Those were the good friends. There were others that popped up and vanished into oblivion, other trolls whose friendships didn’t stick or logged out of their accounts forever or were culled unexpectedly. But Karkat maintained a small, tightly knit group of trolls that he regularly talked to and the difference in Karkat that these names on a screen made was stunning. 

Crabdad got to watch his wriggler blossom. He got to see Karkat start to grow into himself, hesitantly, but with a stubborn spiteful dignity that the hemocaste spectrum couldn’t snuff out. It was like the night that Crabdad first saw Karkat, his bulbous body covered in ash and mud, hissing and growling and baring tiny teeth, that sudden flash of insight the crab had that this small grub would grow up to be someone, someone precious and important. Someone who would challenge things and change things and maybe even make some new things. The troll had that fire back in him.

Karkat began wanting things, which was dangerous. He didn’t want them in the same way that he’d wanted before, when he’d dreamed of going outside and seeing the world. That bit of foolishness had hardened, distilled itself into something different. He studied harder, trained more, dreamed of being a Threshecutioner. he sought out ways and means to live past eight sweeps and snarled and growled as he plotted.

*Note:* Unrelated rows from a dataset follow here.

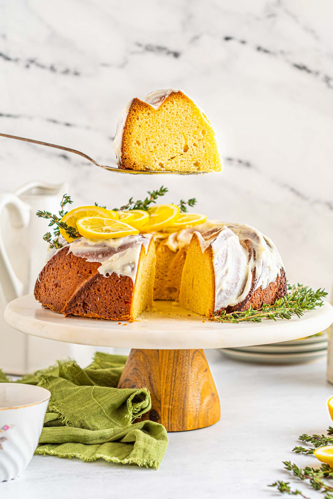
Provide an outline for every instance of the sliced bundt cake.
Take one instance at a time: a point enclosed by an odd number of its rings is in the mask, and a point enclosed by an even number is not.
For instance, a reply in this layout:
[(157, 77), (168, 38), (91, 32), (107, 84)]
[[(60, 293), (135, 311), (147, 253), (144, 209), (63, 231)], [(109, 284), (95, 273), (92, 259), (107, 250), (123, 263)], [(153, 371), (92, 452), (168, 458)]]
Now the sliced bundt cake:
[(182, 306), (210, 317), (272, 304), (286, 290), (276, 247), (253, 227), (226, 224), (193, 234), (182, 276)]
[(156, 90), (122, 110), (114, 148), (120, 168), (219, 172), (215, 134), (202, 110), (180, 90)]
[(50, 256), (34, 295), (56, 312), (128, 320), (152, 304), (156, 257), (150, 236), (81, 238)]

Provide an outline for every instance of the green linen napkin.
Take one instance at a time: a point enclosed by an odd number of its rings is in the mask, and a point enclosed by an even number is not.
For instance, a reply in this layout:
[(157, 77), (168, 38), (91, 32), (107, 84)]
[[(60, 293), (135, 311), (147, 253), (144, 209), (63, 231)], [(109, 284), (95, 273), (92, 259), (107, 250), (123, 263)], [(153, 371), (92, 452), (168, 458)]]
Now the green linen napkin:
[[(168, 447), (166, 431), (154, 421), (133, 422), (152, 404), (146, 388), (115, 387), (126, 359), (97, 352), (86, 369), (60, 361), (16, 382), (51, 392), (36, 454), (158, 469)], [(0, 382), (8, 381), (0, 371)]]

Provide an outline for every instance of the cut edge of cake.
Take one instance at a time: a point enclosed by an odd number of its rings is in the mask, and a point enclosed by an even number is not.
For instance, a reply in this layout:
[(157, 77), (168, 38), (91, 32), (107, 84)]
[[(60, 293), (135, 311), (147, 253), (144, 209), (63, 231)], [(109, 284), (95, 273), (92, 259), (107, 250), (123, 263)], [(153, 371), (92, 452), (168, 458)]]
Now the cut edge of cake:
[(220, 171), (215, 133), (201, 108), (181, 90), (134, 98), (122, 111), (114, 148), (120, 169)]

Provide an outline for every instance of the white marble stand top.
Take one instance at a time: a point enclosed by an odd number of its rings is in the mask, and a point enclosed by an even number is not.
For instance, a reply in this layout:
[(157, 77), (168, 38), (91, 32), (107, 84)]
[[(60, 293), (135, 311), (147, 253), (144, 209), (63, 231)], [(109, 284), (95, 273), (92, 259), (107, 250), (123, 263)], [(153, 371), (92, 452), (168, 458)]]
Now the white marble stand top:
[(131, 348), (218, 348), (276, 343), (310, 336), (333, 322), (333, 307), (306, 312), (300, 318), (232, 324), (212, 322), (170, 301), (156, 301), (156, 311), (144, 312), (140, 320), (101, 320), (64, 317), (42, 307), (32, 295), (10, 302), (7, 322), (24, 333), (48, 339), (95, 346)]

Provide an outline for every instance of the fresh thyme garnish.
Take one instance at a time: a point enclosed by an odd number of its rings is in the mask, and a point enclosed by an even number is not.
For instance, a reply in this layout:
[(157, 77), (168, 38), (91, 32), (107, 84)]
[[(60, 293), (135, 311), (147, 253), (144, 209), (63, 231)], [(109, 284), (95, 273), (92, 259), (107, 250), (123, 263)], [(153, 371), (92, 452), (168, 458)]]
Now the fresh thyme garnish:
[(70, 227), (67, 224), (61, 221), (64, 216), (68, 213), (64, 211), (64, 207), (66, 205), (72, 204), (72, 202), (70, 199), (70, 196), (68, 196), (67, 194), (64, 194), (62, 199), (60, 209), (59, 210), (58, 215), (52, 215), (50, 212), (46, 212), (45, 210), (42, 212), (40, 210), (36, 213), (38, 217), (50, 220), (50, 223), (48, 224), (49, 227), (52, 227), (54, 225), (56, 226), (52, 229), (54, 238), (53, 240), (52, 239), (52, 236), (50, 232), (46, 232), (46, 234), (44, 234), (43, 236), (43, 239), (48, 243), (51, 248), (56, 248), (58, 249), (58, 248), (62, 247), (62, 245), (61, 243), (59, 242), (58, 239), (60, 236), (60, 229), (63, 229), (66, 234), (68, 234), (70, 237), (72, 238), (73, 239), (76, 239), (78, 238), (81, 237), (75, 228)]
[(128, 202), (124, 206), (121, 206), (120, 208), (114, 208), (115, 211), (118, 211), (123, 210), (144, 210), (146, 211), (150, 206), (152, 204), (156, 203), (156, 200), (160, 196), (164, 196), (168, 192), (168, 188), (162, 186), (159, 189), (156, 191), (148, 191), (148, 196), (142, 201), (138, 200), (137, 201), (134, 201), (133, 198), (130, 198)]
[(282, 482), (281, 480), (276, 480), (274, 484), (268, 485), (268, 487), (276, 487), (278, 490), (282, 494), (287, 494), (288, 496), (300, 496), (304, 499), (310, 499), (307, 496), (302, 494), (300, 491), (296, 489), (292, 491), (289, 486), (288, 482)]
[[(304, 468), (298, 468), (296, 465), (292, 464), (290, 461), (282, 461), (284, 465), (284, 469), (290, 471), (292, 475), (301, 480), (308, 480), (309, 485), (315, 491), (321, 491), (327, 493), (324, 499), (333, 499), (333, 487), (324, 482), (323, 479), (333, 479), (333, 469), (328, 465), (324, 463), (318, 468), (312, 468), (306, 466)], [(291, 491), (288, 486), (289, 482), (276, 482), (274, 484), (269, 485), (269, 487), (277, 487), (281, 494), (286, 494), (289, 496), (300, 496), (302, 497), (308, 499), (307, 496), (304, 496), (302, 492), (297, 490)], [(280, 486), (280, 484), (282, 484)], [(286, 487), (285, 487), (286, 486)]]
[[(333, 428), (330, 426), (327, 431), (328, 435), (333, 434)], [(309, 436), (304, 434), (298, 437), (302, 442), (308, 442), (315, 447), (320, 447), (333, 444), (333, 438), (325, 436), (325, 435), (314, 435)], [(306, 455), (310, 455), (314, 454), (314, 449), (306, 449), (304, 447), (294, 447), (292, 451), (296, 454), (302, 453)], [(328, 485), (324, 479), (333, 480), (333, 468), (329, 465), (324, 463), (318, 468), (310, 468), (308, 466), (302, 469), (298, 468), (296, 465), (292, 464), (290, 461), (282, 461), (284, 465), (284, 469), (291, 472), (292, 475), (299, 478), (300, 480), (308, 481), (309, 485), (316, 491), (320, 491), (325, 493), (324, 499), (333, 499), (333, 487)], [(307, 496), (297, 489), (292, 491), (289, 486), (289, 482), (282, 482), (277, 480), (274, 484), (269, 485), (270, 487), (276, 487), (281, 494), (286, 494), (289, 496), (300, 496), (301, 497), (308, 499)]]
[[(333, 434), (333, 428), (332, 426), (328, 427), (327, 431), (328, 435), (332, 435)], [(316, 449), (317, 447), (324, 447), (326, 445), (333, 445), (333, 437), (325, 436), (325, 435), (308, 435), (304, 434), (298, 437), (298, 440), (302, 440), (306, 443), (312, 444), (313, 446)], [(306, 449), (304, 447), (294, 447), (292, 451), (296, 454), (313, 454), (314, 449)]]
[(194, 206), (194, 205), (196, 204), (196, 200), (195, 198), (191, 198), (190, 199), (188, 200), (187, 201), (184, 201), (184, 199), (181, 199), (179, 202), (178, 206), (180, 209), (180, 211), (183, 213), (186, 213), (188, 211), (188, 208), (186, 205), (188, 206), (190, 206), (191, 208)]
[(261, 322), (263, 319), (290, 319), (292, 315), (300, 317), (306, 310), (312, 310), (316, 307), (324, 305), (322, 298), (327, 296), (324, 289), (313, 291), (311, 288), (298, 284), (288, 285), (288, 293), (276, 300), (274, 305), (263, 303), (261, 308), (256, 310), (250, 307), (244, 312), (224, 311), (222, 313), (213, 315), (210, 320), (220, 322), (242, 322), (252, 321)]
[[(132, 197), (130, 198), (128, 202), (126, 205), (121, 206), (120, 208), (114, 208), (113, 209), (115, 211), (122, 211), (124, 210), (144, 210), (145, 211), (147, 211), (150, 205), (156, 204), (156, 200), (160, 197), (164, 196), (168, 192), (168, 188), (164, 187), (162, 186), (162, 187), (160, 187), (159, 189), (157, 189), (156, 191), (147, 191), (148, 196), (143, 201), (141, 201), (141, 200), (134, 201), (133, 201), (133, 198)], [(190, 199), (188, 200), (187, 201), (184, 201), (184, 199), (181, 199), (178, 206), (179, 206), (181, 212), (185, 213), (188, 211), (187, 206), (190, 207), (194, 206), (196, 203), (196, 200), (195, 198), (191, 198)], [(95, 204), (96, 204), (95, 203)]]

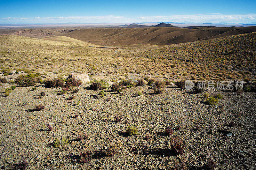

Of course, Crabdad worried endlessly about his young troll. The crab didn’t like seeing the purple that began appearing more and more often on Karkat’s Trollian, or even worse, the violet, though that name wasn’t as common as the other. 

Meeting with highbloods was at best deadly and at worse completely suicidal, but that was the miracle of technology. The gray Karkat hid behind let him get close to castes so far removed and above him that the difference made Crabdad’s carapace itch and burn with discomfort. Karkat thought it was fucking hilarious that these highblooded trolls, even the royal shades, had no idea who they were talking with. 

Crabdad did not agree. He’d spent enough time with purples to know how they acted, how they thought. How easily they killed. Karkat talking so frequently with this Gamzee character did not bode well. 

But then this Gamzee fucker dropped the “M” word on Karkat and left Crabdad to deal with its aftermath. 

This wasn’t the first time the crab had to wage through the putrid mire of a troll’s first quadrant, but with Karkat it was something special. 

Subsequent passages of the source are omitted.